Alice YY. Cheng 1, MD, M. Jean Davidson 2, MD,FRCS(C),
Bayardo Perez-Ordonez 3, MD,FRCP(C), Rosario Briones-Urbina 4, MD,Ph.D,FRCP(C)

  1. Division of Endocrinology and Metabolism, Department of Medicine, University of Toronto
  2. Department of Otolaryngology, University of Toronto, Sunnybrook & Women's College Health Sciences Centre, Toronto
  3. Department of Pathology, University of Toronto, Sunnybrook & Women's College
    Health Sciences Centre, Toronto
  4. Division of Endocrinology & Metabolism, Department of Medicine, Sunnybrook & Womens College Health Sciences Centre, Toronto, Ontario, Canada

INTRODUCTION

Riedel's thyroiditis is a rare fibroinflammatory disease of the thyroid gland. First recognised by Professor Bernhard Riedel in 1883, he published a description in 1896 of two patients with stony hard thyroid swellings causing tracheal compression and invasion into adjacent structures (1). In a review of 56,700 thyroidectomies from 1920-1984 at the Mayo Clinic, only 37 cases of Riedel's thyroiditis were found giving an incidence of only 0.06% (2). An association between Riedel's thyroiditis and other fibrosclerosing lesions, such as retroperitoneal fibrosis, mediastinal fibrosis and sclerosing cholangitis has been reported (3). It has also been associated rarely with tumefactive fibroinflammatory lesions of the head and neck as a part of a broader fibrosclerosing syndrome (4). The exact etiology of the disease remains unclear and the treatment is based on anecdotal reports and case series. We report a case of Riedel's thyroiditis followed by a discussion of the histopathology, clinical features, proposed etiology and treatment of this rare entity.

 

CASE REPORT

A 43 year old woman with a history of recurrent pyelonephritis presented in 1994 with partial nasal obstruction. A 1.5cm x 1.5cm mass could be palpated inferolateral to the left nasal bone on the medial aspect of the face. She was taken to the operating room and the tumour was visualized at the nasal aperture eroding into the medial wall of the maxilla. It was tan in colour and firm. The frozen section examination of the tumour was suggestive of a plasma cell tumour so the mass was removed entirely. Formal microscopic examination revealed fibrous tissue with scattered plasma cell infiltrates and no evidence of malignancy. The final pathologic diagnosis was fibro-inflammatory pseudotumour or tumefactive fibro-inflammatory lesion. Her symptoms resolved post-operatively and the lesion has not recurred.

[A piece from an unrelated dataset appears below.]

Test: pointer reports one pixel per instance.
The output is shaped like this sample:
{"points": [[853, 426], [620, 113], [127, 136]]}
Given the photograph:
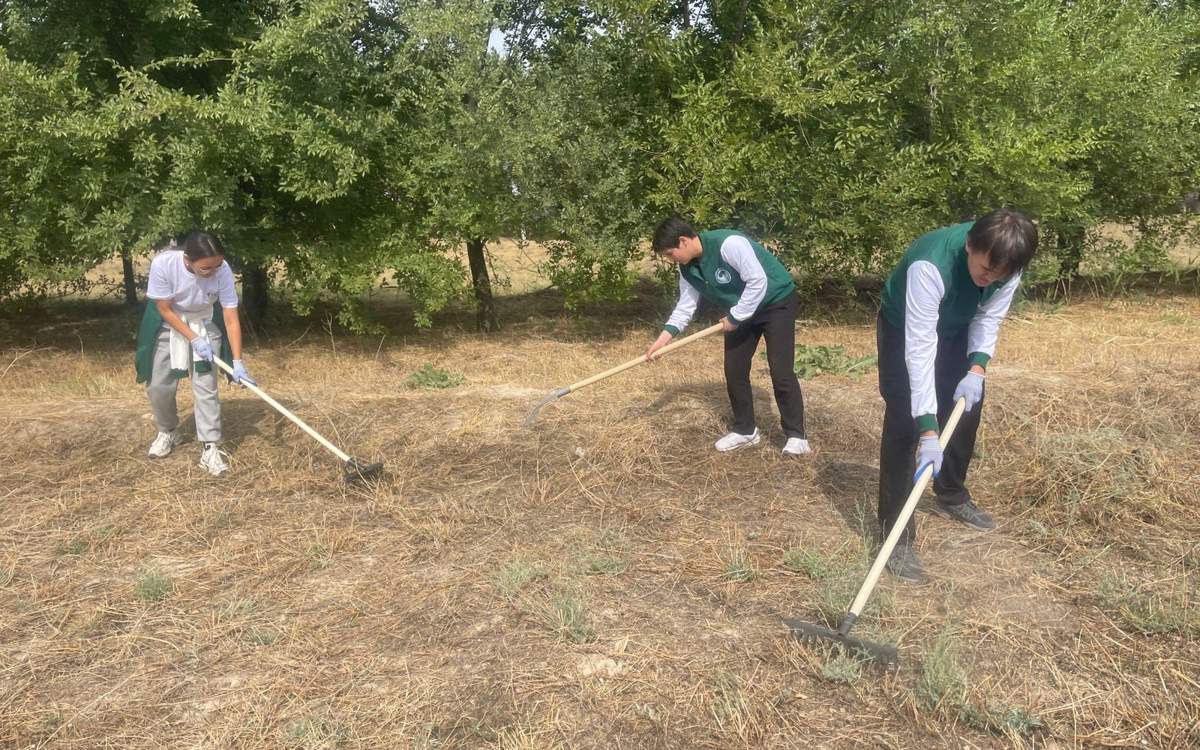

In February 2001, she noted anterior neck pain, fever, fatigue and right flank pain. A diagnosis of right pyelonephritis was made and she was treated with antibiotics. The right flank pain and fever resolved but the neck pain persisted. Soon thereafter, she noticed a firm enlargement on the left side of her neck. She was found to be euthyroid at the time and a 3 cm mass in her left thyroid lobe was noted on ultrasound. The size of the mass increased rapidly and she developed a weak voice, which progressively deteriorated. She also developed difficulty with swallowing and dyspnea when supine. In May 2001, a fine needle aspiration of the thyroid mass was non-diagnostic. She was then referred to a head and neck surgeon. Her left vocal cord had marked decrease in mobility and she had a 7 cm hard, fixed mass in the left lobe of the thyroid gland. She was taken to the operating room where multiple biopsies were sent to pathology for frozen section evaluation and all were negative for malignancy. The hard fibrotic mass had taken over most of the left lobe of the thyroid and was firmly adherent to adjacent structures and invaded the wall of the esophagus, trachea, and both the strap muscles and deep muscles of the neck. The recurrent laryngeal nerve on the left disappeared into the hard fibrotic mass. The planes of dissection were obscured so only the isthmus and half of the left lobe of the thyroid gland superficial to the nerve were removed.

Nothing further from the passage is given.